There are, of course, many unknowns here, and it is often difficult to assess the impact of repurposing large swaths of the wild until long after the damage has been done. “Fertilization of almost any kind can have profound effects,” MacArthur Fellow and Blue Ocean Institute (now Safina Center) President Carl Safina wrote me when I shared some of Neil Sims’s thoughts. “A rusting boat on a coral reef can destroy corals over a wide area because the mere rust provides enough iron to let normally iron-limited seaweeds overgrow corals. Business people who promise that their business will be good if let loose in the world set off very loud alarm bells with me because, usually, those people are dangerously wrong.”
Others in the environmental community put greater faith in the EEZ’s unmodified natural systems to do more than just give us food. “Ultimately, natural ecosystems do a better job of providing a balanced suite of goods and services (including seafood production, resilient food webs, abundant wildlife, biodiversity, etc.) than human engineered systems,” Geoff Shester of the ocean conservation NGO Oceana wrote me. “The more we try to produce more food than our ecosystems naturally provide, the more we will be stealing from future generations. And if it was food production we cared about, we should get rid of the net pens and instead eat the forage species we’re currently feeding to marine finfish. If we did that, we could feed more people healthier food (higher omega-3s and lower contaminants), leave more fish in the ocean, and free ourselves from a sustainability debate which is really about the lesser of evils.” While Shester’s idea is a biologically sound one, getting Americans to switch over from eating big, predatory fish such as salmon to low-trophic forage fish such as anchoveta has remained an elusive goal. The list of the ten most-consumed seafoods in the U.S. contains nary an anchovy nor a sardine.
Because of all the various doubts raised by the environmental community, a pall of skepticism remains around expanding the use of the U.S. EEZ for aquaculture. For the moment, we seem content to import away our fish deficiencies. And so Neil Sims’s EEZ-grown almaco jack that lay on my counter, ready for the fillet knife, would probably be one of the only ones actually eaten by a human.

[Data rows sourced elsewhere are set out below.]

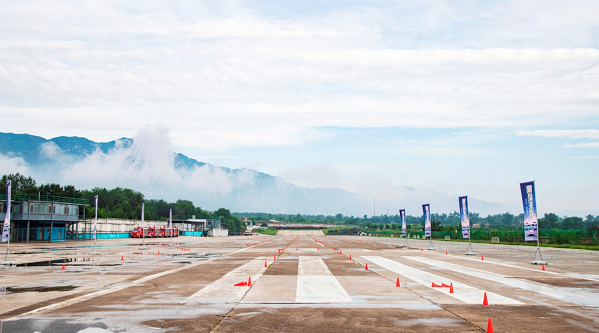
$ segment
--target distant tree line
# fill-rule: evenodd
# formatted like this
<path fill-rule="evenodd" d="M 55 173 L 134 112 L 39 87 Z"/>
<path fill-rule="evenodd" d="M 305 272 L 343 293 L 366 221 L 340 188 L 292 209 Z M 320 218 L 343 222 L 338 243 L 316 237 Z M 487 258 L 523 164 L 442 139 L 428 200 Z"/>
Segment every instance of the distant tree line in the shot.
<path fill-rule="evenodd" d="M 400 230 L 401 219 L 396 215 L 379 215 L 368 217 L 337 215 L 302 215 L 302 214 L 268 214 L 268 213 L 235 213 L 238 217 L 246 217 L 258 224 L 268 220 L 286 221 L 289 223 L 331 223 L 339 225 L 355 225 L 369 230 Z M 524 214 L 514 215 L 511 213 L 488 215 L 481 217 L 479 213 L 469 213 L 470 223 L 473 228 L 481 229 L 503 229 L 519 230 L 522 229 Z M 408 230 L 421 230 L 424 228 L 423 216 L 406 215 L 406 225 Z M 587 215 L 584 219 L 581 217 L 562 218 L 554 213 L 546 213 L 539 218 L 539 225 L 543 229 L 554 230 L 583 230 L 599 229 L 599 215 Z M 433 231 L 461 231 L 460 213 L 450 214 L 431 214 L 431 229 Z"/>
<path fill-rule="evenodd" d="M 4 175 L 0 180 L 0 188 L 6 188 L 8 180 L 11 181 L 13 194 L 39 194 L 42 199 L 45 195 L 87 199 L 91 207 L 87 207 L 85 215 L 91 218 L 95 214 L 94 196 L 98 196 L 98 217 L 119 219 L 140 219 L 141 205 L 144 204 L 144 218 L 146 220 L 163 220 L 169 218 L 170 209 L 173 210 L 173 219 L 186 220 L 195 215 L 196 219 L 214 219 L 220 217 L 221 224 L 230 232 L 244 231 L 245 224 L 233 216 L 228 209 L 220 208 L 215 212 L 196 207 L 189 200 L 166 202 L 162 199 L 145 199 L 141 192 L 128 188 L 116 187 L 111 190 L 106 188 L 93 188 L 91 190 L 78 190 L 73 185 L 62 186 L 59 184 L 43 184 L 37 186 L 31 177 L 19 173 Z M 2 193 L 2 190 L 0 190 Z"/>

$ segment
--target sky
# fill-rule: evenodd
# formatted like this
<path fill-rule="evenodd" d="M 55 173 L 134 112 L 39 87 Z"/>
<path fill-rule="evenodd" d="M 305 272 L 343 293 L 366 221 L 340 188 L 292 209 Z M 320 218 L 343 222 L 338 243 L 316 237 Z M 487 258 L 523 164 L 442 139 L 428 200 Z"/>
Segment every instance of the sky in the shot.
<path fill-rule="evenodd" d="M 599 2 L 0 1 L 0 131 L 599 209 Z M 391 198 L 392 199 L 392 198 Z"/>

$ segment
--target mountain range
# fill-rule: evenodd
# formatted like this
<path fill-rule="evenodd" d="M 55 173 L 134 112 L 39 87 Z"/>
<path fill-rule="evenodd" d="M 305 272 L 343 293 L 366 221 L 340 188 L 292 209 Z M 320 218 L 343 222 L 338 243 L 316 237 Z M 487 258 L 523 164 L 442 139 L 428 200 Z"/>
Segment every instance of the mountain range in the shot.
<path fill-rule="evenodd" d="M 141 140 L 139 141 L 141 142 Z M 43 174 L 44 177 L 42 178 L 45 178 L 48 182 L 57 183 L 61 181 L 74 183 L 81 178 L 72 178 L 75 177 L 72 175 L 85 171 L 77 169 L 85 169 L 98 163 L 104 163 L 101 165 L 101 170 L 107 173 L 108 178 L 86 179 L 85 183 L 89 184 L 89 187 L 128 186 L 141 191 L 149 198 L 188 199 L 205 209 L 227 207 L 237 212 L 323 215 L 333 215 L 341 212 L 345 215 L 354 216 L 371 215 L 373 213 L 372 194 L 351 193 L 338 188 L 301 187 L 266 173 L 246 168 L 230 169 L 214 166 L 170 150 L 166 152 L 164 157 L 159 155 L 159 152 L 156 154 L 158 154 L 159 159 L 164 160 L 168 160 L 168 154 L 170 154 L 172 159 L 168 163 L 171 164 L 170 167 L 174 171 L 165 169 L 166 171 L 161 171 L 157 176 L 148 177 L 148 179 L 140 178 L 140 173 L 151 173 L 149 170 L 157 168 L 153 163 L 161 164 L 162 162 L 156 162 L 156 159 L 152 159 L 152 156 L 149 156 L 147 152 L 140 153 L 139 151 L 144 150 L 135 149 L 137 143 L 137 138 L 94 142 L 82 137 L 61 136 L 47 140 L 30 134 L 0 133 L 0 154 L 10 159 L 22 159 L 30 173 L 34 175 L 36 173 Z M 53 154 L 47 152 L 49 147 L 54 150 Z M 152 155 L 155 155 L 153 153 L 154 148 L 150 148 Z M 110 162 L 111 156 L 128 150 L 137 152 L 128 153 L 124 158 Z M 93 163 L 81 162 L 92 159 L 96 155 L 99 157 L 93 159 Z M 61 159 L 68 159 L 68 165 L 65 163 L 57 166 Z M 120 169 L 110 174 L 110 170 L 114 169 L 114 165 L 118 165 Z M 133 165 L 133 167 L 130 165 Z M 53 171 L 52 173 L 43 173 L 41 170 Z M 199 171 L 201 172 L 194 176 L 194 172 Z M 122 174 L 127 172 L 130 172 L 130 174 L 127 177 L 122 177 Z M 169 182 L 156 180 L 162 174 L 169 172 L 172 175 L 168 174 L 165 178 L 181 179 L 180 183 L 168 185 Z M 0 173 L 5 173 L 1 166 Z M 90 172 L 86 174 L 86 177 L 94 178 L 96 174 L 97 172 Z M 116 183 L 114 184 L 110 182 L 111 175 L 113 178 L 116 177 Z M 132 181 L 132 179 L 137 179 L 137 182 Z M 119 181 L 124 183 L 121 184 Z M 82 181 L 79 180 L 74 185 L 82 187 L 79 184 L 80 182 Z M 205 184 L 201 187 L 194 187 L 194 182 Z M 225 189 L 223 190 L 222 187 Z M 430 203 L 431 211 L 437 213 L 451 213 L 458 208 L 457 196 L 450 197 L 435 190 L 416 189 L 407 186 L 396 188 L 386 198 L 376 199 L 378 214 L 387 213 L 387 209 L 391 208 L 389 213 L 394 215 L 397 214 L 397 209 L 406 208 L 408 214 L 421 215 L 421 205 L 423 203 Z M 516 207 L 513 207 L 513 205 L 492 203 L 472 197 L 469 198 L 469 204 L 471 211 L 478 212 L 481 215 L 506 211 L 517 212 Z"/>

But ten-plus years into his project—and heading farther and farther out into the EEZ—Sims shows no signs of giving up on his idea. Indeed, it has become something of a crusade, a crusade to get Americans to acknowledge the fact that the fish they are eating is very different from what they imagine it to be.
“It all reminds me of Lewis Carroll’s walrus and the carpenter,” Sims mused at the end of his latest communication to me, “where the walrus is sobbing into his handkerchief over the fate of the oysters . . . but only so he can conceal how many of the larger oysters he is eating.”